Now a grad student in filmmaking at USC, Cavelle is completing a documentary, Paya: The Water Story of the Paiute, set to premiere at the Red Nation Film Festival in November.

The Bancroft’s ethnographic materials on the Paiute — filled with references to family names, plants, places and practices — are an invaluable resource for Williams and his community. So are the Von Schmidt journals and maps, which he says establish Paiute “first-user” water rights — the Western U.S. legal doctrine holding that the first party to take water from a given source has the right to continue using the same quantity of water, while others may use the remainder.

New model

All of these developments come as a surprise to Williams, who first came to UC Berkeley in 2011 to bless skeletal remains in the campus’s custody. Later, when Steenland approached him about her wish to incorporate Paiute perspectives in her new course, he agreed to share his expertise.

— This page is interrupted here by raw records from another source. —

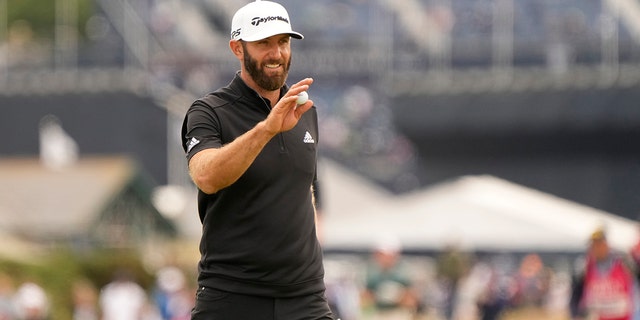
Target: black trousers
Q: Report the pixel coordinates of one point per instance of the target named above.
(212, 304)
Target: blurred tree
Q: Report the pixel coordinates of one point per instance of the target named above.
(41, 15)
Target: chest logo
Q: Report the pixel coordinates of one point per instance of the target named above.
(308, 138)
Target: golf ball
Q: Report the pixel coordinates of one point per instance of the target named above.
(302, 97)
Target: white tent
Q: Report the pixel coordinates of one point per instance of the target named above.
(475, 212)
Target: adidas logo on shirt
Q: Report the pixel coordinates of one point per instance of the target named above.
(308, 138)
(192, 143)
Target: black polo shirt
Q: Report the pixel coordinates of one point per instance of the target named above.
(258, 233)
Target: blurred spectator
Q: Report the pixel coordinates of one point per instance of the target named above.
(388, 285)
(635, 255)
(531, 283)
(606, 289)
(171, 296)
(452, 266)
(495, 296)
(85, 301)
(122, 299)
(31, 302)
(7, 311)
(343, 291)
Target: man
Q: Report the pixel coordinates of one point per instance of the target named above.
(252, 154)
(388, 287)
(607, 289)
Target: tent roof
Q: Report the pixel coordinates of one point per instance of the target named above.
(38, 201)
(476, 212)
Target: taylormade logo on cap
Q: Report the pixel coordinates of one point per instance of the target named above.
(261, 19)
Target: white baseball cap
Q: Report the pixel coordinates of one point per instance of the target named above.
(261, 19)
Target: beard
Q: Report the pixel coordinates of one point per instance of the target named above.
(258, 75)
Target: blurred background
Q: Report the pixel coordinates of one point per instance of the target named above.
(501, 133)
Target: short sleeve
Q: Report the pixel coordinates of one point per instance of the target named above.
(200, 130)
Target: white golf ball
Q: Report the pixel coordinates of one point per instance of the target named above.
(302, 97)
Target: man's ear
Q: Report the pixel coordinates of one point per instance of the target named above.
(236, 48)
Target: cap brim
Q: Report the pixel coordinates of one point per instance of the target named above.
(265, 35)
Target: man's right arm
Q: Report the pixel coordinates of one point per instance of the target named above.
(216, 168)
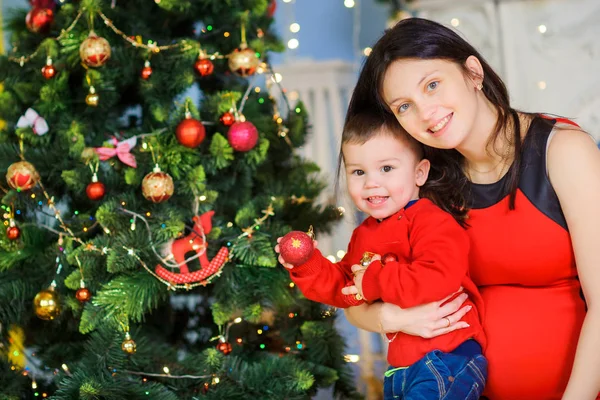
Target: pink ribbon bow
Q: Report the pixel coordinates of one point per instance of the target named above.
(32, 120)
(121, 150)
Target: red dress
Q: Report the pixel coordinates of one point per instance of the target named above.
(523, 263)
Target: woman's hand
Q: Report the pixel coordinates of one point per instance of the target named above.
(427, 320)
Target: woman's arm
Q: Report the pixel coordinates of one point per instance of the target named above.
(574, 170)
(427, 320)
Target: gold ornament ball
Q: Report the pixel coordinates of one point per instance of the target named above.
(92, 98)
(243, 61)
(157, 186)
(128, 345)
(46, 305)
(22, 175)
(95, 50)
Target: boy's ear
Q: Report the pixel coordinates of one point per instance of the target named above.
(422, 172)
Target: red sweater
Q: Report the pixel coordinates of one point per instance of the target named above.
(432, 251)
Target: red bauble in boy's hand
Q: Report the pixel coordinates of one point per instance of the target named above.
(296, 247)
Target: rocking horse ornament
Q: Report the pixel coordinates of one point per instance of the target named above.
(194, 242)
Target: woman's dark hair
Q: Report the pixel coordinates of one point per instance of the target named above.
(363, 126)
(418, 38)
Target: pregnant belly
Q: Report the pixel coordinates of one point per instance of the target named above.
(532, 336)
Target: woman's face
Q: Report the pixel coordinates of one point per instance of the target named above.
(432, 99)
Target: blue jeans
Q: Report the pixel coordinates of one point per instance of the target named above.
(438, 376)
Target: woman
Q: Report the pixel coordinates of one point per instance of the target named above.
(532, 186)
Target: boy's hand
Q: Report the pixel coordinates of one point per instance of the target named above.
(359, 271)
(281, 260)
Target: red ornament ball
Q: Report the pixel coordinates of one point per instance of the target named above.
(224, 347)
(242, 136)
(22, 175)
(146, 72)
(95, 50)
(227, 119)
(39, 19)
(190, 132)
(296, 247)
(271, 8)
(95, 190)
(83, 295)
(388, 257)
(13, 233)
(48, 71)
(157, 186)
(204, 66)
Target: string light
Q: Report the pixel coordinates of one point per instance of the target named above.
(352, 358)
(293, 43)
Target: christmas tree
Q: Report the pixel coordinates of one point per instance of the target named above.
(149, 171)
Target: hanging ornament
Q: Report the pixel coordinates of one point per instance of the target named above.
(388, 257)
(95, 190)
(242, 136)
(83, 294)
(92, 98)
(48, 70)
(243, 61)
(95, 50)
(147, 70)
(194, 242)
(13, 232)
(190, 132)
(46, 304)
(128, 345)
(39, 19)
(297, 247)
(224, 346)
(31, 119)
(22, 175)
(157, 186)
(203, 65)
(227, 118)
(271, 8)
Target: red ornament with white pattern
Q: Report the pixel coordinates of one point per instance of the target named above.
(146, 71)
(297, 247)
(242, 136)
(95, 50)
(39, 19)
(224, 346)
(48, 70)
(13, 232)
(22, 175)
(190, 132)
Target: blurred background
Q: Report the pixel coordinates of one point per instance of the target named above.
(547, 52)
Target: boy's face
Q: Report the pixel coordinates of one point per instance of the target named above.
(383, 174)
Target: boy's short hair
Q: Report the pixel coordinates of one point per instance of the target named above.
(364, 126)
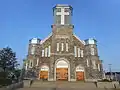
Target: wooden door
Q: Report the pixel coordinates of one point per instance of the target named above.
(44, 75)
(80, 76)
(62, 74)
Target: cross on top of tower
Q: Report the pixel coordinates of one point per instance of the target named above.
(62, 14)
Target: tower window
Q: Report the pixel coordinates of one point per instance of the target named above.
(92, 51)
(87, 63)
(67, 19)
(49, 49)
(67, 47)
(57, 46)
(58, 19)
(81, 53)
(58, 10)
(42, 53)
(98, 67)
(46, 51)
(94, 64)
(78, 52)
(37, 62)
(66, 10)
(33, 49)
(75, 51)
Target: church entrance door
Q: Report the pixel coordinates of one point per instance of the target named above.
(62, 70)
(44, 72)
(79, 73)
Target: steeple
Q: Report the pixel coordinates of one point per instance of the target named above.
(62, 14)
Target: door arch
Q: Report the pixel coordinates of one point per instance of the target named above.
(62, 70)
(80, 73)
(44, 72)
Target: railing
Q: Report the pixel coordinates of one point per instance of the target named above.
(13, 86)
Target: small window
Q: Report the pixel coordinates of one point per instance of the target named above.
(58, 10)
(43, 53)
(66, 10)
(57, 46)
(58, 19)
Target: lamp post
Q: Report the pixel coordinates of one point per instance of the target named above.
(110, 71)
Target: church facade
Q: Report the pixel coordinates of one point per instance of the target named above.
(62, 55)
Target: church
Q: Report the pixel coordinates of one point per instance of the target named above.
(62, 56)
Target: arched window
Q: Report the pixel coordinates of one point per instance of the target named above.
(92, 51)
(33, 49)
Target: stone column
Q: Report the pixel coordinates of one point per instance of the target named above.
(72, 71)
(51, 70)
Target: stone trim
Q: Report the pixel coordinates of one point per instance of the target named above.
(51, 79)
(62, 54)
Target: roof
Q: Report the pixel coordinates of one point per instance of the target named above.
(42, 41)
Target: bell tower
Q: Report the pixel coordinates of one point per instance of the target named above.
(62, 14)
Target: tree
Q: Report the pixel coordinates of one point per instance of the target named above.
(8, 60)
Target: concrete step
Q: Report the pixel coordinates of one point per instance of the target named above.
(38, 88)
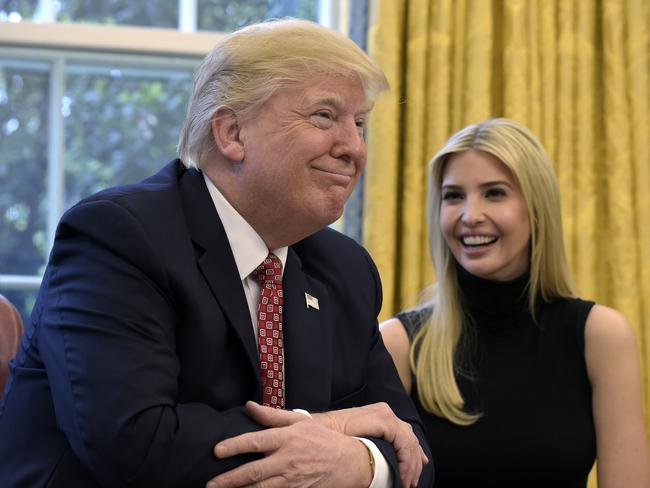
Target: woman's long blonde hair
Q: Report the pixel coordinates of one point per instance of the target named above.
(434, 348)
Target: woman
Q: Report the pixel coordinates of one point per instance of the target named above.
(518, 381)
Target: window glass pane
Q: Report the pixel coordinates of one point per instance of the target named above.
(162, 13)
(17, 10)
(229, 15)
(23, 300)
(23, 166)
(121, 125)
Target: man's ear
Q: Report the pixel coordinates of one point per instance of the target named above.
(226, 134)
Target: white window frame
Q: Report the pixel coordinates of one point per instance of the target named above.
(60, 43)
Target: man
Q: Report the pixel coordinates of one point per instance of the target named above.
(156, 322)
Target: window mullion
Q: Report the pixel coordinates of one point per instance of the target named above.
(55, 149)
(187, 16)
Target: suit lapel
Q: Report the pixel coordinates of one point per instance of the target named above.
(216, 261)
(307, 339)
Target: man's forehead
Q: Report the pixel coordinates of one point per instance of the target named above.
(339, 93)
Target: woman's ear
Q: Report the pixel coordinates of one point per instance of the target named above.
(226, 133)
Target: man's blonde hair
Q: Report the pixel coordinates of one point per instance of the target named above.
(248, 66)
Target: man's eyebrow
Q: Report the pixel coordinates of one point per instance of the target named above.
(333, 100)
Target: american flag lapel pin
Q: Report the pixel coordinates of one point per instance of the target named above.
(312, 302)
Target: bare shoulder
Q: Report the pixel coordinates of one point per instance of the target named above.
(614, 371)
(608, 330)
(397, 342)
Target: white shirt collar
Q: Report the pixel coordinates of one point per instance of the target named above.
(247, 246)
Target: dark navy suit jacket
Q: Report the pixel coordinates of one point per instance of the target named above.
(140, 352)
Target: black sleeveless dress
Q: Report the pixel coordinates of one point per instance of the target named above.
(529, 381)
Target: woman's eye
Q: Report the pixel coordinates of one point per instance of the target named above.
(451, 195)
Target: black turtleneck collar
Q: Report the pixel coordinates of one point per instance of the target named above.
(493, 303)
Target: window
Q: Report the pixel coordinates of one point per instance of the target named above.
(93, 94)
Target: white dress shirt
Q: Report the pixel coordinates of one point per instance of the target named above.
(249, 251)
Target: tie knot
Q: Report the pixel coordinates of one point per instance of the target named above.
(270, 271)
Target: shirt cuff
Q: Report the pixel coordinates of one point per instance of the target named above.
(383, 477)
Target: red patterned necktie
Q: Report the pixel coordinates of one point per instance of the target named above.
(269, 331)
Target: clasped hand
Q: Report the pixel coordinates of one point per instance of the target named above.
(318, 451)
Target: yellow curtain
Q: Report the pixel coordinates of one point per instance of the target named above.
(576, 72)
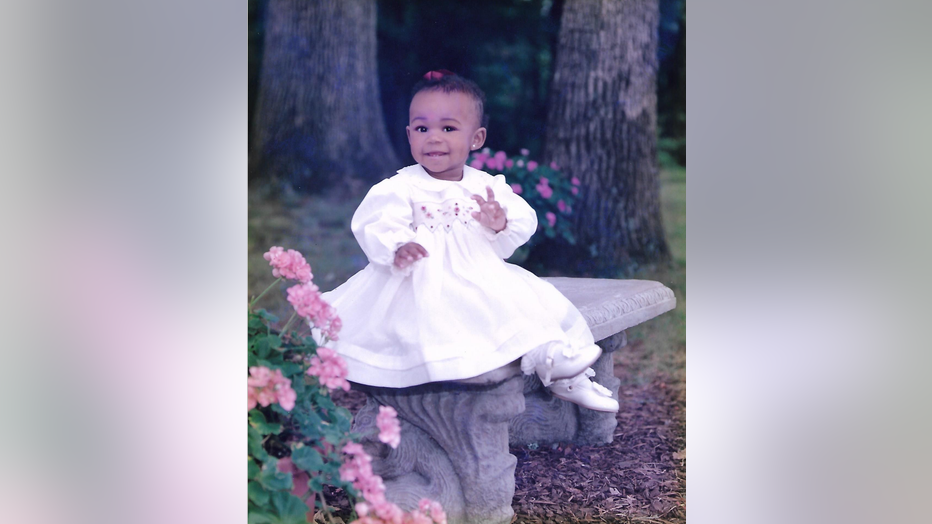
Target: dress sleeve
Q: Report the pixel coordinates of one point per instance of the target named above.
(382, 222)
(522, 220)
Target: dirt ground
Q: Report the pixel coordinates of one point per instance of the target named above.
(639, 477)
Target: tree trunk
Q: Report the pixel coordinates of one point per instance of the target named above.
(601, 128)
(318, 116)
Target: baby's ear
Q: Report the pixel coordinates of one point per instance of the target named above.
(478, 139)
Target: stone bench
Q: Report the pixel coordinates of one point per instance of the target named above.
(456, 435)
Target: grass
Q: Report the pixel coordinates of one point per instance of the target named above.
(664, 337)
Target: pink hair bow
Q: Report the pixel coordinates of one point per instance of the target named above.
(438, 74)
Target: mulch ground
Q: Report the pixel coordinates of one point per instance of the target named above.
(639, 477)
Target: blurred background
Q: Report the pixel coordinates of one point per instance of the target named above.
(329, 88)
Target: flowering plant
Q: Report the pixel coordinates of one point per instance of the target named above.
(544, 187)
(299, 440)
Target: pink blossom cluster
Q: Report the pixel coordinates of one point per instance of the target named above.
(329, 368)
(543, 187)
(358, 470)
(308, 303)
(288, 264)
(375, 509)
(498, 161)
(389, 427)
(266, 387)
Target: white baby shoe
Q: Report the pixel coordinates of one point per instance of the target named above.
(551, 362)
(584, 392)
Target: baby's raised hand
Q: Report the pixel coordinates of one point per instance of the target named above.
(490, 212)
(409, 254)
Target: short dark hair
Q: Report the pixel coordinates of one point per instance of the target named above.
(449, 82)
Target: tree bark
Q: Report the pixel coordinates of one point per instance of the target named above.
(601, 128)
(318, 114)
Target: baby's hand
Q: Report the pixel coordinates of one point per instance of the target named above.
(490, 212)
(409, 254)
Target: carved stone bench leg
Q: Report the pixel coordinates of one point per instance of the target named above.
(454, 447)
(549, 420)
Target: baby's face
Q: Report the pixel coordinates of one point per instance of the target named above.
(442, 129)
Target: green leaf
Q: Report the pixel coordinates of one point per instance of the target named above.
(308, 459)
(261, 517)
(257, 493)
(262, 345)
(290, 509)
(274, 480)
(316, 483)
(257, 420)
(271, 318)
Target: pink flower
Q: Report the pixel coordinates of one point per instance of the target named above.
(330, 369)
(388, 512)
(358, 470)
(389, 427)
(288, 264)
(544, 187)
(353, 448)
(308, 303)
(265, 388)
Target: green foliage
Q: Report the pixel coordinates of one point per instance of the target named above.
(552, 200)
(311, 433)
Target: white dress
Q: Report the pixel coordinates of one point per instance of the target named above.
(462, 310)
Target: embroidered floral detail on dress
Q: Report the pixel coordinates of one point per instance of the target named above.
(443, 215)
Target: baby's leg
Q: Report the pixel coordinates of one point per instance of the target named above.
(566, 373)
(584, 392)
(557, 361)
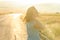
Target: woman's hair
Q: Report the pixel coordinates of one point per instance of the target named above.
(31, 14)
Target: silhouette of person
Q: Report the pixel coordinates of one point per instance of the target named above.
(32, 24)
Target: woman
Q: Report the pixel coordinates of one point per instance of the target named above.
(32, 24)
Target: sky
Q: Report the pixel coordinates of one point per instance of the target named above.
(22, 5)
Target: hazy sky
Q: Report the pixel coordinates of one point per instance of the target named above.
(43, 5)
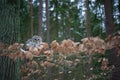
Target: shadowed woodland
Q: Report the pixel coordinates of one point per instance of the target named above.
(60, 40)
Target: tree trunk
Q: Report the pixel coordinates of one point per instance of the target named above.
(47, 22)
(9, 30)
(110, 29)
(88, 32)
(56, 22)
(40, 18)
(31, 18)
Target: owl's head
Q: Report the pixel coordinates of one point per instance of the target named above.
(37, 39)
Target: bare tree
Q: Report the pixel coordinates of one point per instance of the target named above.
(40, 18)
(110, 29)
(31, 18)
(47, 22)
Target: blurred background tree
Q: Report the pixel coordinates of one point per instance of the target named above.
(56, 20)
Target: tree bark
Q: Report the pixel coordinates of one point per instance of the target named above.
(87, 18)
(40, 18)
(110, 29)
(47, 22)
(31, 18)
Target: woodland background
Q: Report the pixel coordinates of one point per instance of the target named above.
(59, 20)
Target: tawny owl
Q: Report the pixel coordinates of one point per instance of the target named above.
(35, 41)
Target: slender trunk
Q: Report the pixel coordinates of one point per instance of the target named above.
(57, 23)
(31, 18)
(110, 29)
(87, 18)
(47, 22)
(88, 33)
(40, 18)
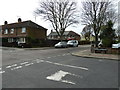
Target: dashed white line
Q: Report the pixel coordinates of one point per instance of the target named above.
(2, 72)
(29, 64)
(16, 68)
(11, 66)
(48, 57)
(24, 63)
(58, 77)
(84, 68)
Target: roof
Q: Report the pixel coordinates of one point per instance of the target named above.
(65, 33)
(28, 23)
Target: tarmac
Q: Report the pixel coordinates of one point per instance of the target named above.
(85, 53)
(88, 54)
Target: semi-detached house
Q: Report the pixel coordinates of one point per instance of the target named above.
(20, 32)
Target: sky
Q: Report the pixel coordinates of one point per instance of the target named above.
(11, 10)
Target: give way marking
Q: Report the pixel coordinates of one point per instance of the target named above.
(59, 75)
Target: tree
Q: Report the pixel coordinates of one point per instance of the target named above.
(96, 14)
(61, 14)
(86, 32)
(107, 34)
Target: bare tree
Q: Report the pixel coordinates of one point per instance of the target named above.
(96, 14)
(87, 32)
(61, 14)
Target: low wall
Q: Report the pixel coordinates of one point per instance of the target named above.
(109, 50)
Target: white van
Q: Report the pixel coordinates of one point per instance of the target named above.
(73, 43)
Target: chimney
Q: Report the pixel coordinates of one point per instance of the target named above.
(51, 31)
(19, 20)
(5, 23)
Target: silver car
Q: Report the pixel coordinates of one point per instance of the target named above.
(73, 43)
(61, 44)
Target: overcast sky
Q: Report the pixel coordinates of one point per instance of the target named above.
(11, 10)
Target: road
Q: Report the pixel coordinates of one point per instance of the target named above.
(56, 68)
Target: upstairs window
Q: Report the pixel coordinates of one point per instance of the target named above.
(12, 31)
(0, 30)
(6, 31)
(23, 30)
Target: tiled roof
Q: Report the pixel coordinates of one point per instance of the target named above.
(28, 23)
(55, 33)
(65, 33)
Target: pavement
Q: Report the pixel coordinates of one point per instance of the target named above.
(88, 54)
(85, 53)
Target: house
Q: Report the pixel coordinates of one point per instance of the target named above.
(21, 32)
(68, 35)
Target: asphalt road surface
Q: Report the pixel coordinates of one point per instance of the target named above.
(56, 68)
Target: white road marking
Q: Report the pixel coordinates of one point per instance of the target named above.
(100, 60)
(11, 66)
(24, 63)
(84, 68)
(63, 54)
(29, 64)
(2, 72)
(59, 75)
(16, 68)
(48, 57)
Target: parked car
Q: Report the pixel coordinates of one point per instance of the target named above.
(61, 44)
(116, 45)
(73, 43)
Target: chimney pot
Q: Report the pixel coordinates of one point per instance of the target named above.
(19, 20)
(5, 22)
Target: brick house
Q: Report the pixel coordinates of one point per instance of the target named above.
(21, 32)
(68, 35)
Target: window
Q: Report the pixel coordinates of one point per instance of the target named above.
(21, 40)
(10, 40)
(12, 31)
(0, 30)
(23, 30)
(6, 31)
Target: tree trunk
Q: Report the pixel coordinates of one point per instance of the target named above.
(96, 40)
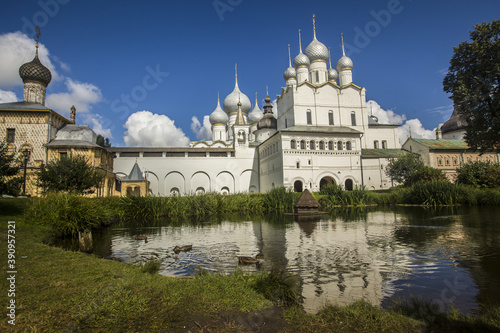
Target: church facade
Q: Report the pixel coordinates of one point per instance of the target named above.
(321, 133)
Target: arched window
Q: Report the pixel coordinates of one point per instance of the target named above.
(330, 117)
(353, 118)
(297, 186)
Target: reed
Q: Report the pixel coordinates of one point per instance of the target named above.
(67, 214)
(279, 199)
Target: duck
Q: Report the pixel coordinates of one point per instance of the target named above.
(145, 237)
(250, 260)
(184, 248)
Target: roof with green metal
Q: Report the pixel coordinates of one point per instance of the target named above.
(443, 143)
(381, 153)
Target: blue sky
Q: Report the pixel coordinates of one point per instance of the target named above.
(113, 59)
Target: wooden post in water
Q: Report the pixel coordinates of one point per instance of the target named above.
(85, 240)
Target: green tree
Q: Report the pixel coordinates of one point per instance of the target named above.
(402, 168)
(472, 80)
(479, 174)
(9, 167)
(103, 142)
(69, 174)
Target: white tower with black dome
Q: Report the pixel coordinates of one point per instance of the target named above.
(36, 77)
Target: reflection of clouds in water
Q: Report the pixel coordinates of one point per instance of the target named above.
(381, 255)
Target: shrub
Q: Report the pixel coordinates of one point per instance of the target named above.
(67, 214)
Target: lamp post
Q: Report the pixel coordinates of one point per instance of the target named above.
(26, 157)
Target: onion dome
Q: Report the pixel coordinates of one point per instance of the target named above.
(268, 120)
(301, 60)
(230, 104)
(344, 62)
(35, 71)
(218, 116)
(333, 75)
(256, 113)
(316, 51)
(290, 72)
(455, 123)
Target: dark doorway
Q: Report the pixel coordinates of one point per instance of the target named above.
(326, 181)
(297, 186)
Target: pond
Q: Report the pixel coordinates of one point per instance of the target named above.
(449, 255)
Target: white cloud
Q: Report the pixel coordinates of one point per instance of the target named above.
(97, 125)
(384, 117)
(16, 49)
(444, 111)
(202, 132)
(81, 95)
(7, 96)
(417, 131)
(144, 128)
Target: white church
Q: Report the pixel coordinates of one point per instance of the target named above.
(321, 133)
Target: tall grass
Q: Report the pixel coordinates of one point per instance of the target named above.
(334, 195)
(279, 199)
(67, 214)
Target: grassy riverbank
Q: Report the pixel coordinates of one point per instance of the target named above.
(66, 214)
(59, 290)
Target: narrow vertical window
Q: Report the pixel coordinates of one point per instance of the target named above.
(330, 117)
(11, 135)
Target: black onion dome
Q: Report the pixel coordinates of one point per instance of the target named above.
(35, 71)
(455, 123)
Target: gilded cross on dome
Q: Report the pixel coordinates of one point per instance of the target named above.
(38, 33)
(314, 25)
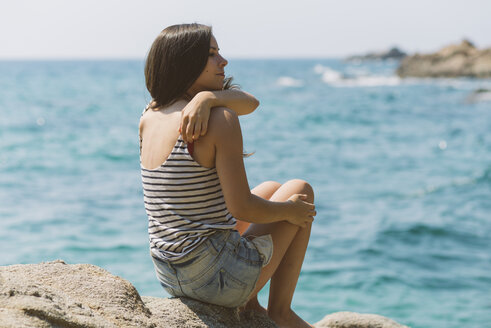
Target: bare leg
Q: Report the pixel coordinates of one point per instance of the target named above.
(264, 190)
(289, 243)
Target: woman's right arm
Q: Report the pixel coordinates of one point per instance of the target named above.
(226, 135)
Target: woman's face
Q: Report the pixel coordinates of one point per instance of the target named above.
(212, 76)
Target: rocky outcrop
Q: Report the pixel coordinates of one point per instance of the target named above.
(352, 320)
(479, 95)
(463, 59)
(394, 53)
(56, 294)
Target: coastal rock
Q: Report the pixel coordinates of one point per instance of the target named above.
(393, 53)
(479, 95)
(463, 59)
(56, 294)
(356, 320)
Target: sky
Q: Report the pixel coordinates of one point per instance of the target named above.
(120, 29)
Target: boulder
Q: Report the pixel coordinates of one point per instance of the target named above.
(56, 294)
(356, 320)
(457, 60)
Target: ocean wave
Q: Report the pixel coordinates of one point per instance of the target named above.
(361, 78)
(287, 81)
(482, 177)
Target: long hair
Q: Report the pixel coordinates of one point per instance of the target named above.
(176, 59)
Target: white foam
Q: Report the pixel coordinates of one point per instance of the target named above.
(331, 76)
(286, 81)
(368, 81)
(362, 78)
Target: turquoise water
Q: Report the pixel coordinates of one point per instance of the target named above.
(401, 170)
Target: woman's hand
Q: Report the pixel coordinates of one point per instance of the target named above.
(194, 118)
(301, 212)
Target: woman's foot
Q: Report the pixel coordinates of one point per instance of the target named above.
(288, 319)
(253, 305)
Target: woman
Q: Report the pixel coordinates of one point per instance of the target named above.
(212, 238)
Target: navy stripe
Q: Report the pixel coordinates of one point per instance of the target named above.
(179, 178)
(187, 184)
(180, 186)
(179, 190)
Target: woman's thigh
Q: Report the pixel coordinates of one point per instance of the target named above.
(282, 232)
(264, 190)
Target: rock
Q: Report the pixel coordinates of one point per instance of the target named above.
(394, 53)
(56, 294)
(356, 320)
(479, 95)
(463, 59)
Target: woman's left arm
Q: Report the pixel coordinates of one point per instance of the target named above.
(194, 117)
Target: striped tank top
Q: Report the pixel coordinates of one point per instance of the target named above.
(184, 204)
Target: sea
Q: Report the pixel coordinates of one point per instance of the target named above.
(401, 170)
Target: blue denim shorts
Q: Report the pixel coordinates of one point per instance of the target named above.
(223, 270)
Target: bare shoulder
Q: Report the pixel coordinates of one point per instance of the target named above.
(223, 122)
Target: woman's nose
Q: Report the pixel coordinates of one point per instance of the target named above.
(223, 61)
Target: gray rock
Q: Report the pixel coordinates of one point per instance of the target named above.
(56, 294)
(479, 95)
(463, 59)
(356, 320)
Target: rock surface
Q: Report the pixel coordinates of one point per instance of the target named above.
(55, 294)
(352, 320)
(463, 59)
(394, 53)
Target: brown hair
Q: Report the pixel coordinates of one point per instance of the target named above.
(176, 59)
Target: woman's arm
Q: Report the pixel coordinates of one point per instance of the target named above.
(194, 119)
(226, 135)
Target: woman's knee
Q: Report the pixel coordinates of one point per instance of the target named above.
(303, 187)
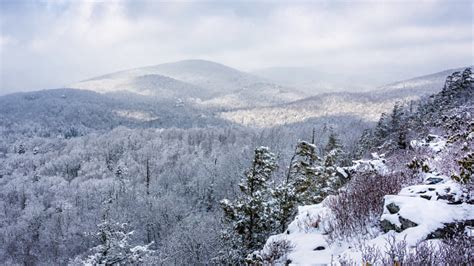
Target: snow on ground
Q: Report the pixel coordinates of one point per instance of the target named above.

It was a life-changing decision for Williams. Through his partnership with Berkeley, supported by the campus’s American Cultures Engaged Scholarship program, “my dreams are being fulfilled,” he says.

In May, Steenland was awarded a Berkeley Collegium grant to bring young Paiutes from the Owens Valley to campus, to explore Bancroft ethnographic notebooks on the Paiute, from the 1930s, alongside Berkeley students. They will also receive oral-history training that could help the tribe preserve its cultural history.

She calls the ongoing collaboration with the Paiute “a new and different model for partnership between the university and Native peoples,” a “much more positive and equitable one. Partnering in this way opens doors for students and the tribe in ways that would not be possible otherwise.”

The Paiute may have been left high and dry when L.A. won the Owens Valley water wars. But “the story isn’t over,” Williams insists.

The forthcoming documentary and historical records preserved by the Bancroft, along with student contributions building on Williams’ efforts, “will help us fight for the water rights of our people.”